Öfkeni nereye saklıyorsun. Suya mı atıyorsun, duvarlara mı çarpıyorsun. İçinde saklıyorsan toprağın… Vay haline dünyanın!
Yaşlı adam fısıldadı. “Sen benim en yakınımsın bu gurbette ailemden sonra.” Kimse duymadı. Dünde fısıldamıştı, yıllar yılı üstelik durmadan için için söylemişti bu sözü. Bahçesinin bir köşesini eşeleyip eşeleyip, bir çukur açıp; gayet yavaş, gayet yumuşacık, bu henüz sıcaklığı geçmemiş duygunun üstüne atarken kürek kürek toprağı. Yine fısıldadı.
“Gurbetin yalnızlığını bilen bilir. Yoldaşım oldun ey kadim ağrı.”
Ruhunun da en kuytu ve en ıssız yerine gömüyordu aslında durmadan. Yalnızlığını, mahremiyetini özenle koruduğu ve nerede bir ince ses duysa oraya götürürdü. Onu da oraya bıraktı… Orada onlarla sessizce söyleşmek, orada onlarla koyun koyuna olmak için.
“İnsanlar ne zaman ki geceyi kara, karayı kir, kiri kokuşmuş bir leke gibi görmeye başlar o zaman bütün duyguları ölmeye başlar.”

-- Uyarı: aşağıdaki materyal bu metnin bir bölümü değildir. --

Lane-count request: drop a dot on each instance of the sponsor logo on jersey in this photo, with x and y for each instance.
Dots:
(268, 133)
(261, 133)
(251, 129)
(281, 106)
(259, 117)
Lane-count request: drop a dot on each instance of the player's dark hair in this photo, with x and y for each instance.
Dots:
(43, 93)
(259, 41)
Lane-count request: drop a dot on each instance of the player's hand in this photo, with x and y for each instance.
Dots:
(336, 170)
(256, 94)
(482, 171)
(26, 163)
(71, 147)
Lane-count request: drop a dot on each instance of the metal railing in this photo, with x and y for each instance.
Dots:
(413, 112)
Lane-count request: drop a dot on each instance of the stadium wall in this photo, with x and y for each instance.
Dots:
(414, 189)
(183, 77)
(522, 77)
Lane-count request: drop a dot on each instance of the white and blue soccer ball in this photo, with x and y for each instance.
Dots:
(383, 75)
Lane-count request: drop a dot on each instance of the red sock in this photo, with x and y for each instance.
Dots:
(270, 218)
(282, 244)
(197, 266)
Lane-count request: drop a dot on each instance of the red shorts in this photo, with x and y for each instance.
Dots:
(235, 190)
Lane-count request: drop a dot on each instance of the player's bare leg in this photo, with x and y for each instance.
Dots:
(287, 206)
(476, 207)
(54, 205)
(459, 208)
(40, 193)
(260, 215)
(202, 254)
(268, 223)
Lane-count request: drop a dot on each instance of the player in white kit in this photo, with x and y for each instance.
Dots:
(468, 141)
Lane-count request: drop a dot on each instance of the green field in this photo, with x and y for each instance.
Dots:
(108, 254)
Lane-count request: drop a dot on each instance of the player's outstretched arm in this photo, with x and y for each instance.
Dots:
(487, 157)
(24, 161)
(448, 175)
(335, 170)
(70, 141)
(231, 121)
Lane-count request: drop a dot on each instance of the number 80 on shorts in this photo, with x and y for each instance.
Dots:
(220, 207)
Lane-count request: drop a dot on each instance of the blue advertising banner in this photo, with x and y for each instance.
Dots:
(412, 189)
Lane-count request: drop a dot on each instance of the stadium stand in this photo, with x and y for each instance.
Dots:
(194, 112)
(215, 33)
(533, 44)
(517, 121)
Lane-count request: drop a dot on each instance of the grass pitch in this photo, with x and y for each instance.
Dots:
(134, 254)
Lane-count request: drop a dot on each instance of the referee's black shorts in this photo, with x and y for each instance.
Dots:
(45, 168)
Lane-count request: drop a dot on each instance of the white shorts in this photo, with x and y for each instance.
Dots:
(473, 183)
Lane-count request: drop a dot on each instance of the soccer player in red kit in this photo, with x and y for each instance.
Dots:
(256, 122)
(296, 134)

Böyle demişti ona bir gün Ahker!
İşte o günden sonra gölgesi gibi yanından ayırmadı bu sözünü. Sırlarını bilen, sırlarını gizleyen, yeniden hayat bulduğu bir aşkı da yaşamıştı sonraları. Çatışmaları, kavgaları, küsmeleri de oluyordu elbet kendisiyle ama uzun bir yol sonrasında kavuşan sevdalılar gibi sarılmalarını size anlatsam anlatsam yine eksik anlatırım inanın
İnanın, ama şuna inanın bir tek ve eksiksizdir
Her şey dipten doruğa sevgilinin kokusu
insan sevmeye görsün tek!
Sıkıca tuttuğu kürek sapının kıymığındandır şimdi avucundaki acısı. Ahker’in kokusu toprağın nefesine karışıyorsa yavaş yavaş hele ki en derine gömüp açmasını beklediği insan ağrısıysa. Bir zaman sonra toprak bereketiyle içine bırakılan tohumu yeşertiyor ve salkım saçak yapıyorsa ve bir zaman sonra sararıp soluyorsa ve hasadını topluyorsa zaman öyle bir sonsuzluğu olurdu hepi topu. Kışın sonu bahar, baharın sonu yazdı… Sonbaharı da olacaktı savurduğu yapraklarını.
“Hayatımı gömdüm!” dedi yaşlı adam. Hayatın bir, bilemedin biriciktir içindeki gerçek tohumu.